Comprehensive coverage for students on a longer timeline.

Combinations — Comprehensive CUET Notes

Deeper theory and proof:

The combinatorial proof of C(n, r) = n!/(r!(n−r)!): Consider n distinct objects laid out in a row. To choose r of them, arrange all n objects in any order (n! ways) and then draw the first r as the selected group. Within the selected group, the r! possible orders are irrelevant; within the remaining n−r objects, (n−r)! orders are also irrelevant. Hence each distinct selection corresponds to r!(n−r)! arrangements, giving C(n, r) = n!/(r!(n−r)!).

The inclusion–exclusion principle for combinations: For selecting from multiple categories with overlaps, |A ∪ B| = |A| + |B| − |A ∩ B|. When selecting objects that belong to at least one of two categories, subtract the overlap. Example: selecting at least one from either of two sets of sizes m and n with k common elements: total = 2ⁿ + 2ᵐ − 2ᵏ − 1 (exclude empty set counted twice).

Derangements and combinatorial restrictions: The number of ways to select r objects from n with no two adjacent is C(n−r+1, r) (combinatorial “no-adjacent” theorem).
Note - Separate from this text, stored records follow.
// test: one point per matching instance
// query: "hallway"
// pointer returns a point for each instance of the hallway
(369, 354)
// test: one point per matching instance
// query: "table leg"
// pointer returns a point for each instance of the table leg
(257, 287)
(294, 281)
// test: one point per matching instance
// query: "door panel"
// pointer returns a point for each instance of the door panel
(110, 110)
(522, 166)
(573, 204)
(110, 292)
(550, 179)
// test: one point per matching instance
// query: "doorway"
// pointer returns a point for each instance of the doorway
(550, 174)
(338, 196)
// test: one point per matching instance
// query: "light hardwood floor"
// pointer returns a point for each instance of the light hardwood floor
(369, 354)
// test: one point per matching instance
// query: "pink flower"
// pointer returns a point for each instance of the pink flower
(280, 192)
For circular arrangements with no adjacency, the formula is (n−r)/n × C(n−r, r). These arise in CUET problems about seating arrangements or placing objects with separation constraints.
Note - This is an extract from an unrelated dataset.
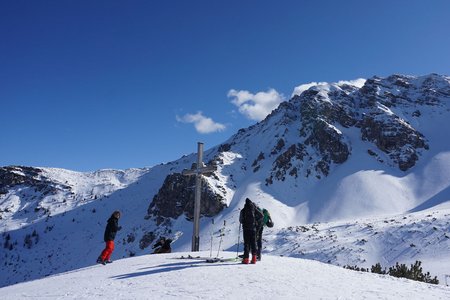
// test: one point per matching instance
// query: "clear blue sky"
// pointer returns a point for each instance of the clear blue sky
(86, 85)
Pascal’s triangle and generating functions: The entries of Pascal’s triangle are the binomial coefficients C(n, r). The generating function (1 + x)ⁿ = Σ C(n, r) xʳ encodes all binomial coefficients as the coefficients of powers of x. Differentiating and evaluating at x = 1 yields sum of squares Σ C(n, r)² = C(2n, n). This result appears in advanced CUET problems.

Cross-topic connection — probability: The hypergeometric distribution counts the probability of k successes in n draws without replacement from a population with K successes and N−K failures: P(X = k) = [C(K, k) C(N−K, n−k)] / C(N, n). This connects combinations directly to probability, a frequent crossover topic.
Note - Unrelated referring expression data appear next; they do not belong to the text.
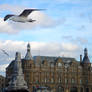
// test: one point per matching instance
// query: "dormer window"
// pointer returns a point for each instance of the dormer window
(59, 64)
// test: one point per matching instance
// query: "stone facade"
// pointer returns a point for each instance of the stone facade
(55, 74)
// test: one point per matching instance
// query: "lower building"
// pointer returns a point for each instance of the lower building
(55, 74)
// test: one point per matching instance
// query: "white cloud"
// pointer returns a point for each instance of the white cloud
(42, 20)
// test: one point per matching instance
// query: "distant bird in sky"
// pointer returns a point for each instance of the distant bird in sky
(5, 52)
(23, 17)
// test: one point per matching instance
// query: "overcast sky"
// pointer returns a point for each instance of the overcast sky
(63, 29)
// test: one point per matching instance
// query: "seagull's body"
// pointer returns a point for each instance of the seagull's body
(23, 17)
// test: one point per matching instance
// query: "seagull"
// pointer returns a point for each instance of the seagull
(22, 17)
Challenging solved example: A basket contains 5 red, 4 blue, and 3 green balls. In how many ways can 4 balls be drawn such that at least one of each colour is drawn?

• Count selections with at least one red, one blue, one green. Use inclusion–exclusion.
• Total ways to choose 4 balls from 12: C(12, 4) = 495.
• Subtract selections missing at least one colour:
  • Missing red: C(7, 4) = 35.
  • Missing blue: C(8, 4) = 70.
  • Missing green: C(9, 4) = 126.
• Add back selections missing two colours:
  • Missing red & blue: C(3, 4) = 0 (impossible).
  • Missing red & green: C(4, 4) = 1.
  • Missing blue & green: C(5, 4) = 5.
• Missing all three colours: impossible.
• Valid selections = 495 − (35 + 70 + 126) + (0 + 1 + 5) − 0 = 270.